- Battle of Budalin: Part of the Myanmar civil war (2021–present)
| Date | 30 September 2024 |
| Location | Budalin Township |
| Result | Resistance victory |

Belligerents
- State Administration Council Tatmadaw;: People's Defence Force People's Liberation Army Student Armed Force Local anti-junta militias

Units involved
- Tatmadaw Myanmar Army North Western Command; Ogre Column (alleged); ; Myanmar Police Force; Pyusawhti militias;: People's Defence Force: Monywa District 20th Battalion; Budalin People's Defense Team; 96 Soldiers PDF; Student Armed Force People's Liberation Army Local Mobile Force Burma Liberation Democratic Front Yadanarbon Revolutionary Force Union Liberation Front

Strength
- 80–120: Unknown

Casualties and losses
- 20–50 killed, 42–50 captured: 4 wounded

= Battle of Budalin =

2024 battle in the Myanmar civil war

The Battle of Budalin was a confrontation between Myanmar Army troops and People's Defense Forces in Budalin Township which occurred on 30 September 2024.

== Background ==
On 20 September 2024, resistance forces attacked a junta base in Ku Taw village. A column of Myanmar Army troops was dispatched by the Northwestern Command to reinforce Ku Taw. On the way there, the column raided several villages, burned 19 houses, and killed both civilians and resistance forces. The casualties of these actions include an elderly man from Katoe village, a civilian from Kywe Thay Chaung, and two People's Defense Team members in Yatkyay village. During the 20 September battle in Ku Taw, two resistance fighters died and other were injured due to airstrikes by the Myanmar Air Force.

== Battle ==
On Monday, 30 September, the column of junta troops withdrew from Ku Taw to return to Budalin town. While on the way to Budalin, the column was surrounded and ambushed by resistance forces between the villages of Sipaw and Kywe Thay Chaung. Since the junta troops were out in the open while the resistance fighters fired from cover and concealment, they were overwhelmed despite air and artillery support and suffered many casualties before surrendering. Some of the junta troops were recently conscripted recruits, which contributed to the speed at which surrender was declared. Among the captured soldiers were two captains.

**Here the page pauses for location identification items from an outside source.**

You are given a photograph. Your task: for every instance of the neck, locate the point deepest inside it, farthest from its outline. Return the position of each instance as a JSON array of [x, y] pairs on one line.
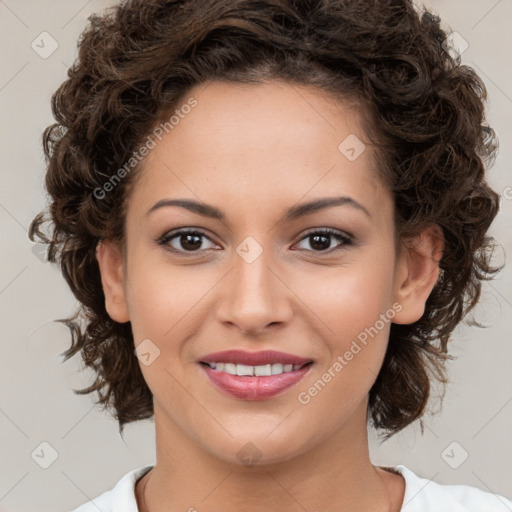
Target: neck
[[337, 475]]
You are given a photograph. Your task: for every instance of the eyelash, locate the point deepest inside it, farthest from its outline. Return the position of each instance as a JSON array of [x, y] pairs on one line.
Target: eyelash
[[345, 239]]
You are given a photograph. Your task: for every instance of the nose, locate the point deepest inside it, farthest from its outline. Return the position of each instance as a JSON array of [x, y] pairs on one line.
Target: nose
[[254, 297]]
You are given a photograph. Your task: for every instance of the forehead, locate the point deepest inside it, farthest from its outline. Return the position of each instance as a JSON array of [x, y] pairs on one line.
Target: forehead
[[261, 143]]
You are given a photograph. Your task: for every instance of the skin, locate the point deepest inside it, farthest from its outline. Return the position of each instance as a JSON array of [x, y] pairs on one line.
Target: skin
[[253, 151]]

== Aftermath and importance ==
A spokesman for 96 Soldiers stated that “This is the first time a junta column was badly beaten in southern Anyar [central Myanmar]”.

The Myanmar Air Force began to conduct reprisal bombings in Budalin township on 2 October. Two people were killed after the bombings of a school, Buddhist religious building, and a clinic in Maung Htaung village. 10,000 people have become displaced and are fleeing their villages for fear of airstrikes. Many have gone into the woods or larger towns.

The bodies of killed Myanmar Army soldiers were buried on 2 October.

Later in the month of October, the troops of the Northwestern Command and allied militias would maraud through Budalin Township committing atrocities as retaliation for the defeat. The most shocking incident was the massacre in Si Par village on 17 October, which coincided with Thadingyut. Six villagers were killed by junta soldiers, dismembered, and their body parts hung on a fence as a display. The soldiers involved in the slaughter also burned down 300 homes. About 25 villagers were killed from the 10th-20th October and scores of others were arrested. 50,000 people fled Budalin during these events.